Entonces no se llevó una gran sorpresa, pero sí una gran alegría.
Esos descubrimientos eran posibles. Las matemáticas eran un don natural, colo la aurora boreal. No estaban mezcladas con nada en absoluto, ni con artículos, ni premios, ni colegas, ni diplomas.

El revisor la despertó un poco antes de que el tren llegara a Estocolmo.
Sofía preguntó:
-¿A qué día estamos?
-Viernes.
-Bien. Bien. Voy a poder dar mi conferencia.
-Cuide su salud, señora.

A las dos, Sofía estaba tras el atril y dio una conferencia con soltura y coherencia, sin dolores ni toses.El delicado zumbido que le recorría el cuerpo, como por un cable, no le afectó la voz. Y la garganta parecía cuadrada. Cuando acabó se fue a casa, se cambió de vestido y tomó un coche para ir a la recepción a la que estaba invitada en la cada de los Gulden. Estaba de buen humor y habló animadamente de sus impresiones de Italia y el sur de Francia, pero no del viaje de vuelta a Suecia. Después salió de la habitación sin disculparse y se fue. Tenía la cabeza demasiado llena de ideas excepcionales y brillantes para seguir hablando con la gente.

Ya reinaba la oscuridad, caía la nieve, sin viento; las farolas, agrandadas como bolas de Navidad.
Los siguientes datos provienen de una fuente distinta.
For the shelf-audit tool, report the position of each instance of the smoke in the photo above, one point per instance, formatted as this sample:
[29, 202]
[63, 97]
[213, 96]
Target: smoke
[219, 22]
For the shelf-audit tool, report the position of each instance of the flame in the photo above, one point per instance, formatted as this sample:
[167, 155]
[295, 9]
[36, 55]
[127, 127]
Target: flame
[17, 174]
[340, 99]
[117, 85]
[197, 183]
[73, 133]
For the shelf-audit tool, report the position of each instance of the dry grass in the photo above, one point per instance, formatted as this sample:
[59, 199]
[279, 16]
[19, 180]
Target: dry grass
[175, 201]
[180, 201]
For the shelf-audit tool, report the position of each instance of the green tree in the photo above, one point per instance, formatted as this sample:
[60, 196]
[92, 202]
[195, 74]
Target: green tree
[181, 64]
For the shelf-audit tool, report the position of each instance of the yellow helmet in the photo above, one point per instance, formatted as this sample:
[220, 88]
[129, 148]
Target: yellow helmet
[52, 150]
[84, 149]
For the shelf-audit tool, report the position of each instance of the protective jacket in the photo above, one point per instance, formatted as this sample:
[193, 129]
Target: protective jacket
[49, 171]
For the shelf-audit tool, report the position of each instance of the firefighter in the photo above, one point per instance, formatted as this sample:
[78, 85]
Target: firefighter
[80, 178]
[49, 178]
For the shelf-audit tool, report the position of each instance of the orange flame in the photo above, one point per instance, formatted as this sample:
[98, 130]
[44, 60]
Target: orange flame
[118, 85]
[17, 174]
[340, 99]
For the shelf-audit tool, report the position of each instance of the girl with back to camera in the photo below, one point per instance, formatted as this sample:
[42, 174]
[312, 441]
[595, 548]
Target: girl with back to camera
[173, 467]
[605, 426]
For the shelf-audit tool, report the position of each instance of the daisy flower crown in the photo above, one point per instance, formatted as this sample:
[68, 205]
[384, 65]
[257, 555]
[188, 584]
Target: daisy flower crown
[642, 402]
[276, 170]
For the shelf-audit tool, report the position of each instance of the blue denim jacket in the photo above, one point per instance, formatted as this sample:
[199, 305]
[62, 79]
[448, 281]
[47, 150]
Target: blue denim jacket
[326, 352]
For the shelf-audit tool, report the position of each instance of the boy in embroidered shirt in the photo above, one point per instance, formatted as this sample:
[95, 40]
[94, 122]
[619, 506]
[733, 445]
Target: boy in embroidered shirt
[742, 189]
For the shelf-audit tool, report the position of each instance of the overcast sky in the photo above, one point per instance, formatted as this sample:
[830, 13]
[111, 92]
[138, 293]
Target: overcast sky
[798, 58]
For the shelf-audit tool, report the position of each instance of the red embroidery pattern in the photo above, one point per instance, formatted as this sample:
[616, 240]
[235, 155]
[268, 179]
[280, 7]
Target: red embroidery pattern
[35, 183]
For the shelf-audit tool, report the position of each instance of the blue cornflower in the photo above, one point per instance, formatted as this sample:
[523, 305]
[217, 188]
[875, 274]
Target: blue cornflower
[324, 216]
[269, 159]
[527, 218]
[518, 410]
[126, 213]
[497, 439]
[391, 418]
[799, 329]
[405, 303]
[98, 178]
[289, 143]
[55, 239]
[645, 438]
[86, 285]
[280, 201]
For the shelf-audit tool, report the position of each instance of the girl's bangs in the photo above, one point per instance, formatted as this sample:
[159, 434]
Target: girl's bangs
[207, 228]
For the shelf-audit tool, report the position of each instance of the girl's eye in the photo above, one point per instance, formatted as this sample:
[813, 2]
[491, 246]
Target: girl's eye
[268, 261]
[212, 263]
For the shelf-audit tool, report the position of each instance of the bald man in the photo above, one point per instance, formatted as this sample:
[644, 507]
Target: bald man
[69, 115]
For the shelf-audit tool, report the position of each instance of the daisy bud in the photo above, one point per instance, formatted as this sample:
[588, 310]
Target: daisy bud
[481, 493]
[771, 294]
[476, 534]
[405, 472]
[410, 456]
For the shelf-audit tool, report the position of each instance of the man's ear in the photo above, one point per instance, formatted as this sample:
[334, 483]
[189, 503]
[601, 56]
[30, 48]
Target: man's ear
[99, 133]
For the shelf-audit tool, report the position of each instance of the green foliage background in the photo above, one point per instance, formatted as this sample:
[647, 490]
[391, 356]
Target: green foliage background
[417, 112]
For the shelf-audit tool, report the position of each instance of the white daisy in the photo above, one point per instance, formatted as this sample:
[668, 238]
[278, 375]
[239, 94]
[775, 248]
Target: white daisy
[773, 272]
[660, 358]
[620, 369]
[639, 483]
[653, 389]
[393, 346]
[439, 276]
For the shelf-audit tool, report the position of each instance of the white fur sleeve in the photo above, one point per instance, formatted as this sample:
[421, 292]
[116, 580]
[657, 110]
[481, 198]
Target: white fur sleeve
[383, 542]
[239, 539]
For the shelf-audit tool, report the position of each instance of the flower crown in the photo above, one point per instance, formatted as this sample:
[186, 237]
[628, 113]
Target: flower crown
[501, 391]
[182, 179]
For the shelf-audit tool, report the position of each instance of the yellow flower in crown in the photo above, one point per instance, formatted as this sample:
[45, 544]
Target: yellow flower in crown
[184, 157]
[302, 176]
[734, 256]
Miró a su alrededor en busca de un coche de alquiler y no vio ninguno. Pasaba un ómnibus y le hizo señas con la mano. El conductor le comunicó que no era una parada regular.
-Pero se ha parado- replicó Sofía sin darle importancia.

Como no conocía bien las calles de Estocolmo, tardó un rato en darse cuenta de que iba en la dirección que no debía. se lo explicó riendo al conductor, que la dejó bajar. Tuvo que volver a casa andando, con el vestido de fiesta y la capa y los zapatos, demasiados finos.

Las aceras estaban prodigiosamente silenciosas y blancas. tuvo que recorrer como un kilómetro y medio, pero descubrió encantada que al menos conocía el camino. aunque llevaba los pies empapados no tenía frío. Pensó que sería porque no hacía viento y por el embeleso de su mente y su cuerpo, del que nunca había tenido coincidencia y con el que sin duda podía contar a partir de entonces. Quizá no sea muy original, pero la ciudad parecía sacada de un cuento de hadas.